ATI LPN
ATI PN Comprehensive Predictor 2023 with NGN
1. What should be included in dietary teaching for a client with chronic kidney disease?
- A. Increase potassium-rich foods in the diet
- B. Limit potassium and phosphorus intake
- C. Increase intake of protein-rich foods
- D. Increase fluid intake to prevent dehydration
Correct answer: B
Rationale: The correct answer is to limit potassium and phosphorus intake for a client with chronic kidney disease. Excessive potassium and phosphorus can be harmful to individuals with compromised kidney function. Option A is incorrect because increasing potassium-rich foods can exacerbate hyperkalemia in individuals with kidney disease. Option C may not be ideal as excessive protein intake can put extra strain on the kidneys. Option D is not the priority; while adequate fluid intake is important, it is not the primary focus when teaching dietary considerations for chronic kidney disease.
2. A client is to start taking furosemide and is being taught about dietary modifications by a nurse. Which of the following foods should the nurse recommend to the client?
- A. Cabbage
- B. Bananas
- C. Carrots
- D. Potatoes
Correct answer: B
Rationale: The correct answer is B: Bananas. Bananas are high in potassium, which helps counter the potassium-depleting effects of furosemide. Furosemide is a loop diuretic that can lead to potassium loss, so including potassium-rich foods like bananas in the diet can help maintain a healthy potassium level. Choices A, C, and D do not specifically address the potassium needs associated with furosemide therapy and are not the most appropriate recommendations in this context.
3. A nurse is admitting a client who has anorexia nervosa. Which of the following is an expected finding?
- A. Iron 90 mcg/dl.
- B. Prealbumin 10 mcg/dl.
- C. Serum creatinine 0.8 mg/dl.
- D. Calcium 9.5 mg/dl.
Correct answer: B
Rationale: Corrected Rationale: Low prealbumin levels are indicative of malnutrition, which is common in individuals with anorexia nervosa.

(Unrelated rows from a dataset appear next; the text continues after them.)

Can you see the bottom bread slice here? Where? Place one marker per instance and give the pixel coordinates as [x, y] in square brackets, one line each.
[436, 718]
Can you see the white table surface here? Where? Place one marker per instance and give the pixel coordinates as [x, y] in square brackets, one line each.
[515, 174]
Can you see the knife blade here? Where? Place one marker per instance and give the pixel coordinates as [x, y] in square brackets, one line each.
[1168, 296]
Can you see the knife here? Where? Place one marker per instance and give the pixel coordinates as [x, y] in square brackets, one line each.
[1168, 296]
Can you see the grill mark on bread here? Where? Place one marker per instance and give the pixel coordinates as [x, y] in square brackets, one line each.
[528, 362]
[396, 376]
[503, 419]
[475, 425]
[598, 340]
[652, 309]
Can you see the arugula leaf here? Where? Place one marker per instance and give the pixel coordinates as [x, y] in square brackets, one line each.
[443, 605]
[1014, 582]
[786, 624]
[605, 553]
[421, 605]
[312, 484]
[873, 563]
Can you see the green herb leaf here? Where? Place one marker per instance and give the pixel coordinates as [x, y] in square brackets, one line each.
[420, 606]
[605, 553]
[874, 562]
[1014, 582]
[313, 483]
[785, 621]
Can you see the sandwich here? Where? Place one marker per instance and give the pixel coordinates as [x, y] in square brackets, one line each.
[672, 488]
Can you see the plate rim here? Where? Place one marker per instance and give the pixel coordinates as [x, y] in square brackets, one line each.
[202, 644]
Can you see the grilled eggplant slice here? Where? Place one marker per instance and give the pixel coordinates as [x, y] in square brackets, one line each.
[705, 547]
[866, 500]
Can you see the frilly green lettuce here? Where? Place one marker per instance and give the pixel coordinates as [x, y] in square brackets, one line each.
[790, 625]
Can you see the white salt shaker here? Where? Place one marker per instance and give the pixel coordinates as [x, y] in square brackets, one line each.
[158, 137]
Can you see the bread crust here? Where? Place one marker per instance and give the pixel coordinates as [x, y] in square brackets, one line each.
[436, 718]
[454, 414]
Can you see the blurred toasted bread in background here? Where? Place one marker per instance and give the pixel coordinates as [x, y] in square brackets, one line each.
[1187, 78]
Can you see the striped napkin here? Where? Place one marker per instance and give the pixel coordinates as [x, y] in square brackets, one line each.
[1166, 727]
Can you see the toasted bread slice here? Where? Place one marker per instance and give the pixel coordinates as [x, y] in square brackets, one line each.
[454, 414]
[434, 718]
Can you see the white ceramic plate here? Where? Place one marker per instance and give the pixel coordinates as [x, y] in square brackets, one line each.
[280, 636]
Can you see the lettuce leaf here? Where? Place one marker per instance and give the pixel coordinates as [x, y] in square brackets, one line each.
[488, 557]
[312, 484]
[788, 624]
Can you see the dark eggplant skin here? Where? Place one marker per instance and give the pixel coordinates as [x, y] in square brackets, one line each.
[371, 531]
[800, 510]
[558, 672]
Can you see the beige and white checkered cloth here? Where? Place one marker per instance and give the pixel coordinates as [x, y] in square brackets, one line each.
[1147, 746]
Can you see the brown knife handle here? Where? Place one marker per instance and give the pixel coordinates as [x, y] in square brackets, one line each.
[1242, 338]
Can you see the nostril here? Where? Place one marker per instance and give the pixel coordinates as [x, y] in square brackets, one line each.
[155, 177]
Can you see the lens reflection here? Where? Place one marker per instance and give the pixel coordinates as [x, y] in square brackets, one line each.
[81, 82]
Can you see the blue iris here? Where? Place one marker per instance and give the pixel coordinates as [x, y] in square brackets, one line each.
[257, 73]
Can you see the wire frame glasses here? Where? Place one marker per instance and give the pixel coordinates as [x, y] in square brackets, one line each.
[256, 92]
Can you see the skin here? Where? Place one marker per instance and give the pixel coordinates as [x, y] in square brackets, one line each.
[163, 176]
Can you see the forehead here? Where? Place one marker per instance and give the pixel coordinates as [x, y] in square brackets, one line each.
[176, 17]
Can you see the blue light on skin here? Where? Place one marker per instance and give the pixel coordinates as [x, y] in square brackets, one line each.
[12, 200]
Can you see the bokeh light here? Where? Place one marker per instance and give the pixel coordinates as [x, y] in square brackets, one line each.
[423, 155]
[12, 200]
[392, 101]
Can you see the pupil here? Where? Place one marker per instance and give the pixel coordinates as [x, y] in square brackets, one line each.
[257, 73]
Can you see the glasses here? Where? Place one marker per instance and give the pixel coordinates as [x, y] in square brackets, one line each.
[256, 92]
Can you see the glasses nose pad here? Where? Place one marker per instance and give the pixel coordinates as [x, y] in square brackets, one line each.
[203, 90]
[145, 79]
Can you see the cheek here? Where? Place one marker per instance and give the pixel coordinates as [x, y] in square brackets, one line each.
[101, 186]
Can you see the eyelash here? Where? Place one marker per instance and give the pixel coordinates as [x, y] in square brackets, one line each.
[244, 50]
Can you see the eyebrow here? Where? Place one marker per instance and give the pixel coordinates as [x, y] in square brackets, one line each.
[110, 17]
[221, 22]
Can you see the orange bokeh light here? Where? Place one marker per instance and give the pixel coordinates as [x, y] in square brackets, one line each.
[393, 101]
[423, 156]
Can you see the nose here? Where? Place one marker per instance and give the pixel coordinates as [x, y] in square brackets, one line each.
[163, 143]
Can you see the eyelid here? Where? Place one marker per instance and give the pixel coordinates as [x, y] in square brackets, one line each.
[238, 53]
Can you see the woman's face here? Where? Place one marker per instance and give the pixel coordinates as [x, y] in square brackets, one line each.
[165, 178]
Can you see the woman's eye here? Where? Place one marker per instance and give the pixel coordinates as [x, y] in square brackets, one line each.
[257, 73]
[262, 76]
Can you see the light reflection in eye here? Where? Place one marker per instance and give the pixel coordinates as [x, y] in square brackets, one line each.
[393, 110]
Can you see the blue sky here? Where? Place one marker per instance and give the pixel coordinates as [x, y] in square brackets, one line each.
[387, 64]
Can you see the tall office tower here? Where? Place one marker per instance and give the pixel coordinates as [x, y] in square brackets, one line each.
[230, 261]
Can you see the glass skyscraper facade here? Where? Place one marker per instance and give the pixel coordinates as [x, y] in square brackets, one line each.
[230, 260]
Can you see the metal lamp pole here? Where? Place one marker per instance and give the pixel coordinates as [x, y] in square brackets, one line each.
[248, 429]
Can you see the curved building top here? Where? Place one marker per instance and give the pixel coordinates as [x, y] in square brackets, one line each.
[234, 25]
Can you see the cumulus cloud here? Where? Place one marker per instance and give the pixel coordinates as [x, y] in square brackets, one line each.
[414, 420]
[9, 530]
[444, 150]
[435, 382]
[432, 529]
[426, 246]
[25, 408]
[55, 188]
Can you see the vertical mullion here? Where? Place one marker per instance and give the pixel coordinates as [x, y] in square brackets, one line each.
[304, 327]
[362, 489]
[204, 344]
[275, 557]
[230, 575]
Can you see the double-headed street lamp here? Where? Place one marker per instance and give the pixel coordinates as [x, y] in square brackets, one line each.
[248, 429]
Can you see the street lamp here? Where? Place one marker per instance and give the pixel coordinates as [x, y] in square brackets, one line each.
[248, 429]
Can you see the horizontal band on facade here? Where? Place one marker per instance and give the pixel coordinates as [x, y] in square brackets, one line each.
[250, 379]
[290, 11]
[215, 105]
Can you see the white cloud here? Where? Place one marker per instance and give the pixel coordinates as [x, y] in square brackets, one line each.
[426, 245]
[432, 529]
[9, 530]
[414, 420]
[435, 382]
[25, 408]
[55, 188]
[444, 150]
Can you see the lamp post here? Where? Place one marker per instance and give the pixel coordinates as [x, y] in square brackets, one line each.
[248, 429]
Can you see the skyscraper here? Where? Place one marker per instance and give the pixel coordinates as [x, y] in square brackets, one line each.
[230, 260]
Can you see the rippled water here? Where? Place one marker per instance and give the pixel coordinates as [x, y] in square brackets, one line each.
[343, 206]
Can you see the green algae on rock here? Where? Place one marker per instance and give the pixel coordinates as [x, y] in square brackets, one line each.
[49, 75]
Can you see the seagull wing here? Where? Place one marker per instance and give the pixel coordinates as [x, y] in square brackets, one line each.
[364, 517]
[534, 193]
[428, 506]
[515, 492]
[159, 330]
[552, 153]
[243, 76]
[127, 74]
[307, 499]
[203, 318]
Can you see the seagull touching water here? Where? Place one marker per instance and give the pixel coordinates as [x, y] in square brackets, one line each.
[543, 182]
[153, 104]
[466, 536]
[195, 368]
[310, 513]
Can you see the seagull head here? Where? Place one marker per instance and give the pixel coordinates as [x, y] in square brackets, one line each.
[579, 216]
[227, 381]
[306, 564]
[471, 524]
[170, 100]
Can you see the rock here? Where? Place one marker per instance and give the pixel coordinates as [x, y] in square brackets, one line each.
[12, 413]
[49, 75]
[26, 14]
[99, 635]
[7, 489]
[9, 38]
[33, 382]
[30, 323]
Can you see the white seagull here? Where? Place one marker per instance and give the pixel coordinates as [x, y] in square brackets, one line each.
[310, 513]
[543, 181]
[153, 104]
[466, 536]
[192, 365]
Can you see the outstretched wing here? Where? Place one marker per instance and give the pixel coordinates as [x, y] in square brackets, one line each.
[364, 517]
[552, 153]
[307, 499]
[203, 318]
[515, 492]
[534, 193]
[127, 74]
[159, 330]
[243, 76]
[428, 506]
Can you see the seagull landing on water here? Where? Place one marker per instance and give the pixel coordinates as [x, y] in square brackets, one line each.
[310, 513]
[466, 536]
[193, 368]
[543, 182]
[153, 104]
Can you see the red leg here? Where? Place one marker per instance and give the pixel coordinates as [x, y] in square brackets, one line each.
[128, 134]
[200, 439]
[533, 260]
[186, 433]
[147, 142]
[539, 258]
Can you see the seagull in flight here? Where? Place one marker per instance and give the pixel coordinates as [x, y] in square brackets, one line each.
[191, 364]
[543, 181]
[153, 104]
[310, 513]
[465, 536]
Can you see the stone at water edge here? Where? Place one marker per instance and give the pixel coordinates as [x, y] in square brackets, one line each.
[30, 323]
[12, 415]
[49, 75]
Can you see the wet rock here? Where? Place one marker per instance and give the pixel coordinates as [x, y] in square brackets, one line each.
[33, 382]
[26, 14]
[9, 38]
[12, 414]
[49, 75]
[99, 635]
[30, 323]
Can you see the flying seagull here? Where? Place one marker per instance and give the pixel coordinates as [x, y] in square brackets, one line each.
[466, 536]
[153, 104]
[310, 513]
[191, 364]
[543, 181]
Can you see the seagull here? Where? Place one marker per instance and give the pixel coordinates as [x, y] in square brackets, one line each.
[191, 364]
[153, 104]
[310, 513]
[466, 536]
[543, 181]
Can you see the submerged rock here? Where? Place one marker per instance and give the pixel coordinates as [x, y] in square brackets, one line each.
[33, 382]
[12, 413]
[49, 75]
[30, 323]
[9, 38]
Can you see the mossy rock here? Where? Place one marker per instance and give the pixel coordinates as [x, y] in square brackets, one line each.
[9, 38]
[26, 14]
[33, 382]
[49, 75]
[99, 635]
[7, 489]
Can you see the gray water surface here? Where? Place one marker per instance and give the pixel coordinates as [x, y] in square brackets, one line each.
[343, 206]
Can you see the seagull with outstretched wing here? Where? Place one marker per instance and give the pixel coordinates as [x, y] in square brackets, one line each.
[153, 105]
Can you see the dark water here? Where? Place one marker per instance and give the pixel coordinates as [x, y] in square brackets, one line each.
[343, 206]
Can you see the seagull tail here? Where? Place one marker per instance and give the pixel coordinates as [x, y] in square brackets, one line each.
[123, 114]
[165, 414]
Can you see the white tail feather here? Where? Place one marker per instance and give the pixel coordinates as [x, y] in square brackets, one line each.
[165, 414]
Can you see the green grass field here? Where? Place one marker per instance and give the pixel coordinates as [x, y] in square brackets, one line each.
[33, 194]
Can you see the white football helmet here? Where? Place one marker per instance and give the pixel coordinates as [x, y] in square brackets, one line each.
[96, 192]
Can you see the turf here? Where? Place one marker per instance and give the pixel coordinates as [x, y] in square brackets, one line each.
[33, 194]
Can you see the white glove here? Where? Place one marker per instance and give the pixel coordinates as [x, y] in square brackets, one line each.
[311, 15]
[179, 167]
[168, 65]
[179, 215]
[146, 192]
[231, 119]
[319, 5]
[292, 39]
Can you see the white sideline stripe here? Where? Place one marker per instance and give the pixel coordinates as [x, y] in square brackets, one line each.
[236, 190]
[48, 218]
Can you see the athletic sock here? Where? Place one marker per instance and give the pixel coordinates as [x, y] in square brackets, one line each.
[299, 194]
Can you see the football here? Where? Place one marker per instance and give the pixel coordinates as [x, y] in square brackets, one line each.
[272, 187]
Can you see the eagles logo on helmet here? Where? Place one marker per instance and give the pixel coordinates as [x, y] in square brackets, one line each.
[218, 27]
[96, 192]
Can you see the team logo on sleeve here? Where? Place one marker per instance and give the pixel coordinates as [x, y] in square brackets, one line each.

Iron levels, serum creatinine, and calcium levels are not typically affected in the same way by anorexia nervosa, making choices A, C, and D incorrect.
4. A client with a tracheostomy is exhibiting signs of respiratory distress. What is the first action the nurse should take?
- A. Increase the suction setting on the ventilator
- B. Suction the tracheostomy
- C. Notify the physician immediately
- D. Encourage deep breathing exercises
Correct answer: B
Rationale: The correct first action for a client with a tracheostomy exhibiting signs of respiratory distress is to suction the tracheostomy. This helps clear the airway and improve breathing. Increasing the suction setting on the ventilator is not appropriate as the issue may be related to secretions that need to be directly removed. Notifying the physician should come after providing immediate nursing interventions. Encouraging deep breathing exercises is not suitable when the client is in respiratory distress and needs prompt intervention.
5. A nurse is caring for a client with an NG tube who reports nausea and a decrease in gastric secretions. What is the nurse's next step?
- A. Administer an antiemetic
- B. Irrigate the NG tube with sterile water
- C. Increase the suction setting
- D. Replace the NG tube
Correct answer: B
Rationale: The correct next step for the nurse is to irrigate the NG tube with sterile water. This action helps relieve blockages that may be causing the symptoms of nausea and decreased gastric secretions. Administering an antiemetic (Choice A) may mask the underlying issue without addressing the possible blockage. Increasing the suction setting (Choice C) is not indicated without first addressing the potential blockage. Replacing the NG tube (Choice D) is also premature before attempting to clear any obstructions.